Хэл выглядел больным и усталым, и, по сравнению с обычным, сильно похудел - он и так-то был тощим от рождения, начнем с этого. Но выглядел от этого не менее элегантно - даже одетый в бриджи и заношенную льняную рубашку, с голыми ногами и какой-то дурацкой шалью на плечах,- все равно, в его лице ясно были видны черты, красноречиво свидетельствовавшие о жизни, проведенной на полях сражений.
Сердце у Грея защемило от мгновенной и неожиданной нежности, и он подумал - в конце концов, так ли уж необходимо беспокоить Хэла своими новостями? Но он не мог рисковать тем, что Хэл сам может внезапно столкнуться лицом к лицу с фактом безвременного воскрешения Перси; он должен был его предупредить.

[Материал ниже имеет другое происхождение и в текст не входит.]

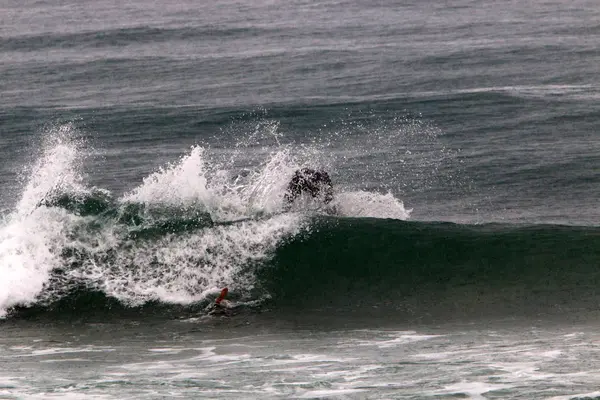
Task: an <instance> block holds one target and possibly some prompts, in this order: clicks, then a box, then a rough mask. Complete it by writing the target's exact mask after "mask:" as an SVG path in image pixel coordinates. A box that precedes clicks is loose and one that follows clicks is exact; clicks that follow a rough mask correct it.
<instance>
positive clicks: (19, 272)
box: [0, 125, 85, 316]
mask: <svg viewBox="0 0 600 400" xmlns="http://www.w3.org/2000/svg"><path fill="white" fill-rule="evenodd" d="M72 129H73V128H72V126H71V125H64V126H61V127H58V128H56V129H54V130H52V131H51V132H49V134H48V137H49V138H50V139H48V143H47V147H46V148H45V150H44V152H43V154H42V156H41V157H40V159H39V160H38V162H37V163H36V164H35V166H34V167H33V168H32V171H31V175H30V177H29V180H28V182H27V185H26V186H25V189H24V190H23V193H22V195H21V199H20V200H19V202H18V204H17V206H16V209H15V211H14V212H13V213H11V214H10V215H9V216H8V217H7V219H6V220H5V221H4V223H3V225H2V226H0V276H2V280H0V316H3V315H5V314H6V310H7V309H8V308H10V307H12V306H15V305H28V304H31V303H33V302H35V301H36V298H37V296H38V295H39V294H40V292H41V291H42V289H43V288H44V285H45V284H46V283H47V281H48V279H49V277H50V271H52V270H53V269H54V268H56V267H58V266H60V265H61V260H60V258H59V256H60V250H61V249H62V247H63V245H64V244H65V242H66V241H67V240H68V239H67V234H66V232H67V231H68V229H69V227H70V226H72V225H73V224H74V221H75V220H76V219H77V217H75V216H73V215H69V214H68V213H67V212H66V211H65V210H61V209H48V208H46V207H45V206H43V205H42V203H43V202H44V201H45V200H50V198H51V197H52V196H53V195H55V194H56V193H57V192H62V191H65V190H68V191H71V192H73V193H82V192H84V191H85V189H84V188H83V186H82V185H81V176H80V174H79V173H78V165H77V154H78V150H77V145H76V144H74V142H72V141H69V133H70V132H71V130H72Z"/></svg>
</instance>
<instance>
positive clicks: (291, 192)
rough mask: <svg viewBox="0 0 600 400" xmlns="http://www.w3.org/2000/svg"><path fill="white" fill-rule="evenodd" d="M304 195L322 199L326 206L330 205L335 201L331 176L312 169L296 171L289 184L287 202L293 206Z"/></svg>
mask: <svg viewBox="0 0 600 400" xmlns="http://www.w3.org/2000/svg"><path fill="white" fill-rule="evenodd" d="M304 193H306V194H308V195H310V196H311V197H313V198H319V199H321V200H322V201H323V203H325V204H328V203H330V202H331V201H332V200H333V185H332V183H331V178H330V177H329V174H328V173H327V172H325V171H322V170H314V169H312V168H302V169H298V170H296V172H294V176H292V179H290V183H289V184H288V187H287V190H286V193H285V200H286V201H287V203H288V204H291V203H293V202H294V201H295V200H296V199H297V198H298V197H300V196H301V195H302V194H304Z"/></svg>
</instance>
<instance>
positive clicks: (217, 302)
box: [215, 288, 229, 304]
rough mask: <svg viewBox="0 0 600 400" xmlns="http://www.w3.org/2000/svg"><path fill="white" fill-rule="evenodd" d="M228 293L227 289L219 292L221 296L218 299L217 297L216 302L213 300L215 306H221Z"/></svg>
mask: <svg viewBox="0 0 600 400" xmlns="http://www.w3.org/2000/svg"><path fill="white" fill-rule="evenodd" d="M228 292H229V289H227V288H223V290H221V294H220V295H219V297H217V300H215V304H221V302H222V301H223V299H225V296H227V293H228Z"/></svg>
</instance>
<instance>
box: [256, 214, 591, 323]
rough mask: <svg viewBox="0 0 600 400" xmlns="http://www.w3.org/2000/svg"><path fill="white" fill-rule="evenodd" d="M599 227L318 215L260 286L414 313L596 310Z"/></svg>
mask: <svg viewBox="0 0 600 400" xmlns="http://www.w3.org/2000/svg"><path fill="white" fill-rule="evenodd" d="M598 233H599V231H598V230H597V229H595V228H573V227H560V226H535V227H527V226H524V227H514V226H512V227H509V226H502V225H483V226H464V225H454V224H443V223H422V222H403V221H393V220H377V219H322V220H318V221H317V222H316V223H315V225H314V226H313V229H312V231H311V233H310V234H308V235H305V236H304V237H302V238H296V239H295V240H293V241H290V242H288V243H286V244H285V245H283V246H281V247H279V248H278V249H277V253H276V256H275V258H274V259H273V261H272V264H271V265H269V267H268V268H265V269H263V270H262V271H261V273H260V276H261V280H262V282H263V283H264V285H265V287H267V290H268V291H269V293H271V294H272V295H273V298H274V300H273V301H274V302H275V304H277V305H278V306H281V307H292V308H296V307H297V308H315V309H323V310H327V309H330V310H338V311H339V310H366V311H367V312H381V311H384V312H389V313H394V314H397V313H401V314H407V315H409V316H412V317H419V316H423V317H424V316H431V315H435V316H439V317H450V316H455V315H465V316H468V315H476V316H485V315H490V316H491V315H499V314H500V315H513V314H523V313H560V312H562V311H564V310H565V309H572V308H586V309H589V308H593V307H594V306H595V304H596V301H597V295H596V291H597V284H598V282H599V280H600V273H599V272H598V270H597V265H598V262H599V261H600V235H598Z"/></svg>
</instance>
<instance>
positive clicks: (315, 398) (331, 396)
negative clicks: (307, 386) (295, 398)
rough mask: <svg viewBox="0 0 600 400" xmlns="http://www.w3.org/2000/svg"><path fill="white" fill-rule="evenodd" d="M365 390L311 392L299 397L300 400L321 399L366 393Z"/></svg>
mask: <svg viewBox="0 0 600 400" xmlns="http://www.w3.org/2000/svg"><path fill="white" fill-rule="evenodd" d="M364 391H365V390H364V389H329V390H311V391H309V392H306V393H304V394H302V395H301V396H299V397H298V398H300V399H321V398H324V397H332V396H343V395H348V394H355V393H361V392H364Z"/></svg>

Прежде, чем он смог решить, уйти ему или остаться, Хэл резко открыл глаза.
Они у него были ясные и живые, того же светло-голубого цвета, что и у самого Грея, и без малейших признаков сонливости или рассеянности.
"Ты вернулся,"- сказал Хэл, и улыбнулся ему с братской любовью. "Налей-ка мне бренди."

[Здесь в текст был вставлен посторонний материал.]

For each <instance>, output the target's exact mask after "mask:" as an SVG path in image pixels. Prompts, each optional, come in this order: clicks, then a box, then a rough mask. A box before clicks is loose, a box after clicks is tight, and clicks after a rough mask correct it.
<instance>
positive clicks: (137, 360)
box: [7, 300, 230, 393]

"Минни говорит, у тебя приступ подагры,"- сказал Грей, взглянув на ноги Хэла. "Эти шарлатаны не говорили тебе, что с твоей подагрой нельзя принимать крепких напитков?" Но, тем не менее, поднялся на ноги.
"Говорили," - сказал Хал, подтянувшись в кресле в вертикальное положение и сморщившись оттого, что движение потревожило ногу. "Однако, судя по твоему виду, ты собираешься сообщить мне нечто такое, после чего мне это будет совершенно необходимо. Лучше принеси графин."
***
НЕСКОЛЬКО ЧАСОВ СПУСТЯ, когда он покинул Аргус Хаус - уклонившись от приглашения Минни остаться на ужин, - погода уже существенно испортилась. В воздухе повеяло осенним холодком; поднялся порывистый ветер, и он уже чувствовал на губах привкус соли - следы плывущего к берегу морского тумана. В такую ночь хорошо оставаться дома.
Минни извинилась, что не может предложить ему экипажа, потому что на нем в свой вечерний салон укатила Дотти. Он утешил ее, заявив, что пешая прогулка его вполне устроит, поскольку помогает ему думать.